Rail cars operate across the rail network because of established agreements to cover items such as compensation (per diem), usage (car service agreements) and mechanical condition. The Association of American Railroads [AAR] is the rail industries’ self-governing organization establishes and maintains these agreements.
One critical area is the ability to make necessary repairs to minimize delays to other owner’s railcars without prior authorization. The AAR Field Manual of Interchange along with the Office Manual. Cover standard items of repair. These rules address when something can be repaired (Cause for Attention), what are acceptable repairs (Correct Repairs) and other information including how to code it and pricing under a system of standard “Job Codes”

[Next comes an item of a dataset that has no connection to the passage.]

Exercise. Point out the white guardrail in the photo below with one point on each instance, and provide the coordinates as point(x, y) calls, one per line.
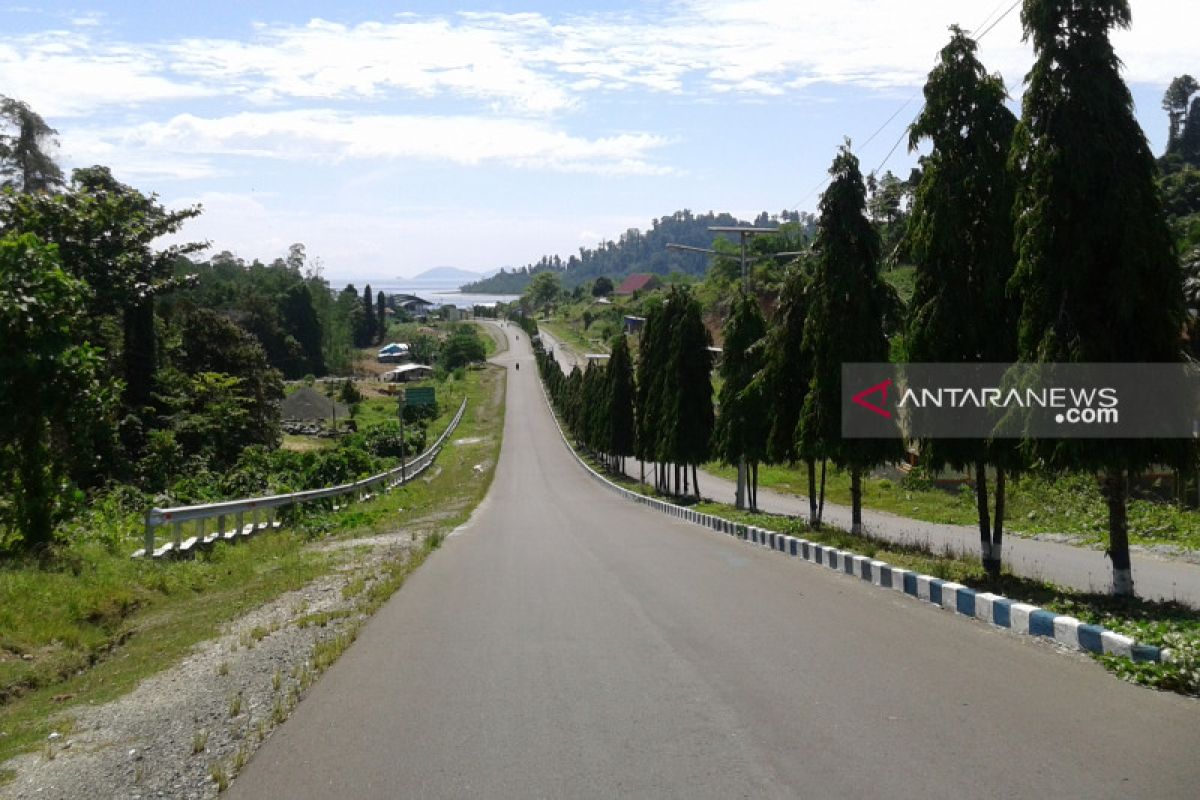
point(238, 510)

Just like an app for your iPhone, there is a Job Code for virtually every type of repair that can be made on a rail car.
For each job code, there is at least one, if not several prices, depending on a variety of factors including new or used components, associated repairs, scrap credit, etc…
Time standards are established for job codes and are carefully developed and routinely updated. The material charges are continuously monitored and updated periodically based on input from several sources including railroads, private shops and suppliers.
As with any price standard, either labor or material, there can be significant differences between what can be charged and actual costs. Railroads are required to utilize the established pricing as published the AAR Office Manual. Outside shops do not have the requirement to use either the AAR time standard or material costs, although it is a good point of reference.